While a decomposition-based approach to system design can make design activites practicable, proper coordination of subsystem design tasks is essential to developing successful system designs. Tradeoffs and interactions must be understood and managed well. Inadequate coordination may lead to subsystems optimized individually without adequate consideration of overall system objectives, as well as detrimental effects from unexpected interactions.

Several formal coordination strategies have been developed to address these issues. Many are besed on optimization techniques, and enable the use of parallel processing in analysis and design activities. Dr. Allison's current research in the area of decomposition-based design includes the following topics:

Automated partitioning and coordination decisions: Applying decomposition-based design requires determining appropriate system partitions and coordination strategies. Dr. Allison showed that partitioning and coordination decisions are coupled in his doctoral work, and has developed graph-theoretical methods and evolutionary algorithms for automating these decisions. Dr. Allison is working to include additional factors in partitioning and coordination decisions that will enhance computational results and enable broader application of these methods.
Decomposition-based design of dynamic systems: Partitioning of dynamic systems is especially challenging due to interactions quantified by function-valued time histories. Some strategies include decoupling via diagonalization of state equations, temporal partitions, and approximation of function-valued quantities using low-dimension representations. The latter approach was employed in a research project at GM involving the design of hybrid electric vehicles (relevant article here). Dr. Allison is developing methods for automating the partitioning of dynamic systems.
Combined control and plant design: Many engineered systems operate using embedded control systems. In current design practice, one group of engineers designs the physical system, and then the control system designers work to create a control system that meets system design objectives, without opportunity to modify the physical design to enhance performance of the control system. This sequential approach does not account for coupling between physical system design and control design decisions. Simultaneous approaches, or "Co-Design", exploit this coupling to achieve superior results. Dr. Allison is investigating Co-Design methods intended to aid design organizations to transition to a Co-Design process.
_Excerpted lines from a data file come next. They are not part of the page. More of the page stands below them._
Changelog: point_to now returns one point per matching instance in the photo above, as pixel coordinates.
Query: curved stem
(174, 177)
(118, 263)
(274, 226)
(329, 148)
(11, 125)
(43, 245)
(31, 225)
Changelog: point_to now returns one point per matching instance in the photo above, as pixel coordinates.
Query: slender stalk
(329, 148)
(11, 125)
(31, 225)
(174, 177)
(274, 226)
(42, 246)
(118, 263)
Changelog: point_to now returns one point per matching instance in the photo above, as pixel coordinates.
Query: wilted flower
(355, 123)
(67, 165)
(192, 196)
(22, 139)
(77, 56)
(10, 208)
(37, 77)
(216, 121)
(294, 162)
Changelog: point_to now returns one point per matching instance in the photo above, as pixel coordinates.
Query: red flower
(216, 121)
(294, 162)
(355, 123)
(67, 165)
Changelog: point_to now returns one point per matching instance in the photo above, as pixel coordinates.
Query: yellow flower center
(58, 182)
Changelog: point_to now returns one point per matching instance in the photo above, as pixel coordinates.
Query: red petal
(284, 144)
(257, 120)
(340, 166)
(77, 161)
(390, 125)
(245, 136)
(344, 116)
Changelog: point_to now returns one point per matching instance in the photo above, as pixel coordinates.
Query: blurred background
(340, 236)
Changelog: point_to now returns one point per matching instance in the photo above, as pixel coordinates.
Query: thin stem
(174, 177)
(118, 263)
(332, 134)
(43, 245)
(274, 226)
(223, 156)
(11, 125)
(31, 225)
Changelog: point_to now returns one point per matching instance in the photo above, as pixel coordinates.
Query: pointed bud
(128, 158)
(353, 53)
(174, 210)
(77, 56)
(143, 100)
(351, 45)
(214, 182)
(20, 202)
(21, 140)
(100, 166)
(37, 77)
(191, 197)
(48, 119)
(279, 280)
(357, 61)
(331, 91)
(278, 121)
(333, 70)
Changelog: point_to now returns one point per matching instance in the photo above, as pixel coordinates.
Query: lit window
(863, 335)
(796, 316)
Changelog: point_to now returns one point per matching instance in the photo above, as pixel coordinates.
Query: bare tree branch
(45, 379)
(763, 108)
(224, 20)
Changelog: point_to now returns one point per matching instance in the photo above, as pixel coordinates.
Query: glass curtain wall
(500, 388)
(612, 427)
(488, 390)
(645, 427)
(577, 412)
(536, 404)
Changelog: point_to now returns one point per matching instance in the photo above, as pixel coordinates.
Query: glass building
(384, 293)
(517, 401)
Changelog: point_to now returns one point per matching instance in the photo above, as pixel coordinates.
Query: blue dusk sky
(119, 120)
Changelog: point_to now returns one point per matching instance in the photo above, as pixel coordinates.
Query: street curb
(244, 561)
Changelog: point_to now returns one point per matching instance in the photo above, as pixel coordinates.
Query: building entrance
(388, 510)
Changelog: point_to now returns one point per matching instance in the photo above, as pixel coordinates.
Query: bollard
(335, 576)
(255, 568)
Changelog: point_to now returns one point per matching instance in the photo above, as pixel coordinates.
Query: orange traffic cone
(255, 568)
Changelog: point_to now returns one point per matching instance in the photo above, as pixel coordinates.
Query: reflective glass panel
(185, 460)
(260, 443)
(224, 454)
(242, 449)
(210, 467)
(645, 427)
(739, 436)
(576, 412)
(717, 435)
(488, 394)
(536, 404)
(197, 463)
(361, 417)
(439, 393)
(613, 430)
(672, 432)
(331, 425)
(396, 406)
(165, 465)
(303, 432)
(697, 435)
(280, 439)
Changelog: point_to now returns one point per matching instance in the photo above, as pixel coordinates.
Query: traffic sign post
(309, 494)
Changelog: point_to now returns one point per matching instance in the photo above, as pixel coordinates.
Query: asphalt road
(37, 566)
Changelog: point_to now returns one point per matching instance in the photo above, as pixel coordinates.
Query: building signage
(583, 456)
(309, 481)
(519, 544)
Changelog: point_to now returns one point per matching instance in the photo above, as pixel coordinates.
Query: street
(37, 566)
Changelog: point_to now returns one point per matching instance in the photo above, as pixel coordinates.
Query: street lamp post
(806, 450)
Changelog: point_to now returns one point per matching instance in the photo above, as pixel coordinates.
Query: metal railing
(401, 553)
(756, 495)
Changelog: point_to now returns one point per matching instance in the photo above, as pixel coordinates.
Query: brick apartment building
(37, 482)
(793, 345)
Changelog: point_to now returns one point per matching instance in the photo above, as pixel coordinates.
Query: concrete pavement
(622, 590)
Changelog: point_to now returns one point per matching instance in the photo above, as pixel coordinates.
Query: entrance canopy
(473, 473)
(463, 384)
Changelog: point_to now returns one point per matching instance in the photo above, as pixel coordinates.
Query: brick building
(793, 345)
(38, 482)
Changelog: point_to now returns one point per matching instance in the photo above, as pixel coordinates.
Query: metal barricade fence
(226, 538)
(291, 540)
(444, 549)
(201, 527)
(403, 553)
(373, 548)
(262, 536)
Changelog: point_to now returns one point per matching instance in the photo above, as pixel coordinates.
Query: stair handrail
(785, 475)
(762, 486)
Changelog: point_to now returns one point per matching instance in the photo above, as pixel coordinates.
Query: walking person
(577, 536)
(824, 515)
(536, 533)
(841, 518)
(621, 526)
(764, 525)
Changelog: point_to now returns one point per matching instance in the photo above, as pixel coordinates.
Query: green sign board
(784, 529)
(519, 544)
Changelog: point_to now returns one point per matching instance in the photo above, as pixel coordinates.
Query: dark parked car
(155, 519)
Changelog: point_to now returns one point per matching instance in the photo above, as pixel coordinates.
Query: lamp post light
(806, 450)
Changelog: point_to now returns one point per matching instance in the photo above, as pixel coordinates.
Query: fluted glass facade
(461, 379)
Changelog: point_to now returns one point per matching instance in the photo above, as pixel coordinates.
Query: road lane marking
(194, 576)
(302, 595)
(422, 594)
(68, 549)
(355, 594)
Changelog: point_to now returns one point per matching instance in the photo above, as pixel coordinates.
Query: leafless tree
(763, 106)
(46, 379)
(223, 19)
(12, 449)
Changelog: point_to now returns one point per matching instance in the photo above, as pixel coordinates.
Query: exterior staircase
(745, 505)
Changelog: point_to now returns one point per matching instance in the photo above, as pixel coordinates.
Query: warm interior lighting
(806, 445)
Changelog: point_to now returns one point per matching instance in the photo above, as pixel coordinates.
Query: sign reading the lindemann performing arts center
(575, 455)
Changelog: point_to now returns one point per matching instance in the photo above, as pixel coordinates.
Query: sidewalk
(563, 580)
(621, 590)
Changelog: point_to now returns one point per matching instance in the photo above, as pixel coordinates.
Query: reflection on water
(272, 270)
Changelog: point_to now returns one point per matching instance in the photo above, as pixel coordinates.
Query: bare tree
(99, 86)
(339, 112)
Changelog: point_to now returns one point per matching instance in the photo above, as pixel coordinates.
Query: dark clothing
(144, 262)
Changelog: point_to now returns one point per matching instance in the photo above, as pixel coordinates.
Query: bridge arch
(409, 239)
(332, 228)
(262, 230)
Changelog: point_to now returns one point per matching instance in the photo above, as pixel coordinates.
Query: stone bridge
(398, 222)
Many engineered systems have been developed over the course of decades; much has been invested, and mature design organizations exhibit profound inertia. This impedes adoption of emerging design techniques that could accelerate progress toward energy sustainability. Why the resistance? How can we stimulate change? Potential solutions may include:

Adapt and align: Adapt advanced design methods to align with current organizational structure and dynamics. For example, some system optimization methods, such as analytical target cascading and collaborative optimization, are based on design processes in the automotive and aerospace industries, respectively.
Appropriate tools: Many advanced design methods are not available in commercial software applications. Designers must develop their own software implementations from scratch. Availability of software tools that mesh well with design engineers current workflow, while providing convenient access to advanced design methods, may enhance adoption.
Enhanced education and training: Many practicing engineers are unaware of emerging design methods, or are reluctant to use them due to a variety of reasons. Better penetration of these topics into engineering curriculum, particularly at the introductory level for undergraduates, would enhance awareness for engineers entering the workforce, while graduate courses and industry training programs could help experienced engineers develop expertise in advanced system design.
Incentive: Even if training is available, engineers and managers need to understand the potential impact of advanced design techniques. Motivation exists to maintain the status quo and continue to use the same formula for design; we need to generate motivation to move to the next level of design practice.